I’m so delighted. Piketty’s work is just amazing!
Piketty has a nice prologue he uses on many of his talks. Once, in the 19th century, the distribution of wealth was well inside the Overton window. Why did it fall out?
He gives us a hypothesis. The 19th century consensus predictions were apocalyptic (consider Marx) and when these didn’t happen the entire discussion fell out of favor. Let’s ignore the great depression and the 2nd world war shall we?
Then, early in the 20th century a modicum of research showed a slight decrease in the problem in the US. That under minded the foundations. So that the dominate topic: democratic v.s. communist governance could stepped up and toss our hero out the window. At that point if you raised the topic the discussion immediately became “communism!”
Of course old habits die hard, but I guess the fall of communism allows the question a chance to come back into our discourse.
So three things drove the problem out the window: the failure of the apocalyptic predictions, a small modicum of research/data, and displacement in the discourse by the democracy v.s. communism governance dispute. It’s fun to flesh this out, but it’s just his prolog.
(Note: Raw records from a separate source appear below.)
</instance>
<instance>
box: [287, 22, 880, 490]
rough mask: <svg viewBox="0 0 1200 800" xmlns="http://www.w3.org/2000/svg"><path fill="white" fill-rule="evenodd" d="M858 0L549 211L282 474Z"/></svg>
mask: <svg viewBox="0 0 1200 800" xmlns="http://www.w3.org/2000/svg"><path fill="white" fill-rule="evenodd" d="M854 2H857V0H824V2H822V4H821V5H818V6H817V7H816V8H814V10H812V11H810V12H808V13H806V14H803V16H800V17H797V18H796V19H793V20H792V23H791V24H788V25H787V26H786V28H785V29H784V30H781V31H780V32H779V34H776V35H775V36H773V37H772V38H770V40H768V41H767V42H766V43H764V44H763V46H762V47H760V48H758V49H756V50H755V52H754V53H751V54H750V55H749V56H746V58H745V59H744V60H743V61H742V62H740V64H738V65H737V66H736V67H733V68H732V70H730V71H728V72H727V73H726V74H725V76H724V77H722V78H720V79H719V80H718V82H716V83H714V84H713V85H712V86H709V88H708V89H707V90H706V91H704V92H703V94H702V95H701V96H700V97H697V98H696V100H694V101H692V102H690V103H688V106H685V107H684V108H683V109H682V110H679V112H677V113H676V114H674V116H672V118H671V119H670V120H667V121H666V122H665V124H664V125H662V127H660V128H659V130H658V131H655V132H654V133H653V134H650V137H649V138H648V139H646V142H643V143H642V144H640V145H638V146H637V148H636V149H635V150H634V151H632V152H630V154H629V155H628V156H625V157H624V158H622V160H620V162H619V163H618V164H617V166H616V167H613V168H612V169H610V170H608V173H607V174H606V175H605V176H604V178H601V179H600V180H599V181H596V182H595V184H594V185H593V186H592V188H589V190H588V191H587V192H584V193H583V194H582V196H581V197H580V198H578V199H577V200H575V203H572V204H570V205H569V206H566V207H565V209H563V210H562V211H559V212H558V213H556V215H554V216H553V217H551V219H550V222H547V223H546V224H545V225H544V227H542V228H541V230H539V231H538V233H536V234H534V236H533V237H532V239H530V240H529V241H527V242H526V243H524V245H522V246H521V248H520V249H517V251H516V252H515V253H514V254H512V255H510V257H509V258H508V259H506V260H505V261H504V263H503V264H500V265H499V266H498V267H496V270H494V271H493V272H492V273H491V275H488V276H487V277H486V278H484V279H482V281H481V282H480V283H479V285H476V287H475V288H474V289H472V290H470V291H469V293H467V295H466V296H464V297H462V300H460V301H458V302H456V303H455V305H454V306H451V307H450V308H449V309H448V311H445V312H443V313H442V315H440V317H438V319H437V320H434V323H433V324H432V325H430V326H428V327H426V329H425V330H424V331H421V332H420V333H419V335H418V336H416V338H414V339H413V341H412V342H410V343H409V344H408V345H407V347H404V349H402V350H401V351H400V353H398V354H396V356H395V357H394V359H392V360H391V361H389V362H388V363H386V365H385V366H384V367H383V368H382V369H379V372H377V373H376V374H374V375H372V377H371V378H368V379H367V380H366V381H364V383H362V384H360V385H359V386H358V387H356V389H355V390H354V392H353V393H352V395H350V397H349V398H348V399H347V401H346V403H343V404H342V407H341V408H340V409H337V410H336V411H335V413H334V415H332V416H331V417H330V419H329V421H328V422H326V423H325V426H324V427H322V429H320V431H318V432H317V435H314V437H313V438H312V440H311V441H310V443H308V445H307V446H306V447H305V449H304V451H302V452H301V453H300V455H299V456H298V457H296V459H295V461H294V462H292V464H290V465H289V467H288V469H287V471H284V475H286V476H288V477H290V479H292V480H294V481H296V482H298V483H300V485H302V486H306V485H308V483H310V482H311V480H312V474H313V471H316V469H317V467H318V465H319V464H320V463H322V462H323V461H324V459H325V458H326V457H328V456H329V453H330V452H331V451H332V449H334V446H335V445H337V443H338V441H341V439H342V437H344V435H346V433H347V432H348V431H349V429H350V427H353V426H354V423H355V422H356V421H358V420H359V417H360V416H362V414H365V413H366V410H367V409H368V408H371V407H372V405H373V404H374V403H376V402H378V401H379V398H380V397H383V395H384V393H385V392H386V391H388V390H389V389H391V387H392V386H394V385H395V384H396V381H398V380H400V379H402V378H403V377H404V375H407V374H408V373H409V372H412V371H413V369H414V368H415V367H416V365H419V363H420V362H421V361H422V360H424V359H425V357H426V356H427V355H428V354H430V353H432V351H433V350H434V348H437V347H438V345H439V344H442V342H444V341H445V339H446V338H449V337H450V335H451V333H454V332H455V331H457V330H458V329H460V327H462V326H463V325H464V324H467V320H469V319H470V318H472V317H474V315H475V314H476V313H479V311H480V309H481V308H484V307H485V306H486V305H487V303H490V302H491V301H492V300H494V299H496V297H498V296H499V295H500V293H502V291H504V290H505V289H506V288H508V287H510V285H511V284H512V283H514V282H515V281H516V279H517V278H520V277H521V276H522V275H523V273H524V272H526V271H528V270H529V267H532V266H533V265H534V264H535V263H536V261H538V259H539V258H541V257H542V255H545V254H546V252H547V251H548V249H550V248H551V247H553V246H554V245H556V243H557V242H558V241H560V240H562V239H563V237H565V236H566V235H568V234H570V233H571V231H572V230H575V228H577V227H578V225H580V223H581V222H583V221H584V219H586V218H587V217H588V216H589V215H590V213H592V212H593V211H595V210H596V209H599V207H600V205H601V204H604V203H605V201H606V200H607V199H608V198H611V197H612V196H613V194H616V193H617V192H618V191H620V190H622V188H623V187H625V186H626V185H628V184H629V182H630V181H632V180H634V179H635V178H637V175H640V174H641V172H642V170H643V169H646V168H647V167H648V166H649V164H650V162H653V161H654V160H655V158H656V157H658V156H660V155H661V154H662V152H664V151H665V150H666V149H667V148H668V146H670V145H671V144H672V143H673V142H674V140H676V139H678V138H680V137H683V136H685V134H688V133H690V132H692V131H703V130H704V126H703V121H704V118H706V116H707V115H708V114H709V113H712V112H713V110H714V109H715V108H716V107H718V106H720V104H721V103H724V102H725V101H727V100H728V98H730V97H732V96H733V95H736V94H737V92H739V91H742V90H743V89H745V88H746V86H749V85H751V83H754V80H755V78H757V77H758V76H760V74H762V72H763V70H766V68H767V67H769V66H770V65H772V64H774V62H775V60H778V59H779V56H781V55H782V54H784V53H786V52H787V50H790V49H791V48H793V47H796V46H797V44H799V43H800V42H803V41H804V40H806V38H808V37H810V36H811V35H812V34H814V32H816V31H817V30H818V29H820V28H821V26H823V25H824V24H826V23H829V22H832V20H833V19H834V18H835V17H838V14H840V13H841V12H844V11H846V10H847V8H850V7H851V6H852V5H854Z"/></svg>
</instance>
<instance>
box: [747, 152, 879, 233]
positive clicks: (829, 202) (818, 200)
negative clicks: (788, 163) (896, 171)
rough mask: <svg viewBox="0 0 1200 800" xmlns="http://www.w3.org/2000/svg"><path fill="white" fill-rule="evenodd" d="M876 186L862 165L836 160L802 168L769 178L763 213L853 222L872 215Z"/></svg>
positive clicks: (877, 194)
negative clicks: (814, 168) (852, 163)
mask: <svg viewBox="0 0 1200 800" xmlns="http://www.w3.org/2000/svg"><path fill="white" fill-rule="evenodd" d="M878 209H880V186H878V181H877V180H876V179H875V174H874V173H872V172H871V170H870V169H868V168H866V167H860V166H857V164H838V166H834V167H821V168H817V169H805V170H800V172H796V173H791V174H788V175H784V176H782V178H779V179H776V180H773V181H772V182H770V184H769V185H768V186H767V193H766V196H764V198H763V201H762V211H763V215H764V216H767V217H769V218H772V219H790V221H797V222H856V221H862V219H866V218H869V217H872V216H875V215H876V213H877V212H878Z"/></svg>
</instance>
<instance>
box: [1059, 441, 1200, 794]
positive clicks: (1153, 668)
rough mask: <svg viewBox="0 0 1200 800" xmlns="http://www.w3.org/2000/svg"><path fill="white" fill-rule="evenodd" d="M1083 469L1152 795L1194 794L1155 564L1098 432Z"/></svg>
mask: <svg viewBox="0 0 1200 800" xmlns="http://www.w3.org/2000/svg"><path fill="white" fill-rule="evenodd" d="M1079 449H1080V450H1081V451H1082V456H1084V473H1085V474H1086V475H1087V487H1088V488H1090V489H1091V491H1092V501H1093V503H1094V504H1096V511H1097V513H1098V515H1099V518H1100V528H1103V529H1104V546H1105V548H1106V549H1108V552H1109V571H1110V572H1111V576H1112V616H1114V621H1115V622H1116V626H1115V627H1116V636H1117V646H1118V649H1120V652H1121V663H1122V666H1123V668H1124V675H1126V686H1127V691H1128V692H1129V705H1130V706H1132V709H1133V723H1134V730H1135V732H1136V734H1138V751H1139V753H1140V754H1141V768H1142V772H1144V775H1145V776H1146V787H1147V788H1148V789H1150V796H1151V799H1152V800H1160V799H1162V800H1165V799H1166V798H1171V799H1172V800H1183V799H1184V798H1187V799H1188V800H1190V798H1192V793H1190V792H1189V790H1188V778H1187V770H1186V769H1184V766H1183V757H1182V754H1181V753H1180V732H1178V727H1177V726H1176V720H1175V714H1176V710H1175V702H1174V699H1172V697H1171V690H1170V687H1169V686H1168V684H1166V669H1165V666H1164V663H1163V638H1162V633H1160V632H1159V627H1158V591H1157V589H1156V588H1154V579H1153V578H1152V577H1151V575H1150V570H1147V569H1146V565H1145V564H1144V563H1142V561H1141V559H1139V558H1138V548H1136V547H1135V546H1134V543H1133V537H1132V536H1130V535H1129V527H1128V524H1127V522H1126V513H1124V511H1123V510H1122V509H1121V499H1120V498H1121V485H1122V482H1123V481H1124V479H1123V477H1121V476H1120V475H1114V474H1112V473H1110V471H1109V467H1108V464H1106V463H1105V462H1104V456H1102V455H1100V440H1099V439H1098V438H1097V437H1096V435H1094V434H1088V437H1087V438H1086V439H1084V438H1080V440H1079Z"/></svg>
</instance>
He uses the prologue to say two things to his audience. First it given them the license of welcome the discussion back. And secondly he can promise to behave. No apocalyptic visions for him! It’s a nice story arc isn’t it? It’s the classic: hero cast out of his home later returns having learned a life lesson. I particularly like the little ploy so common in horror movies of having the dead hand of a monster rise from the grave.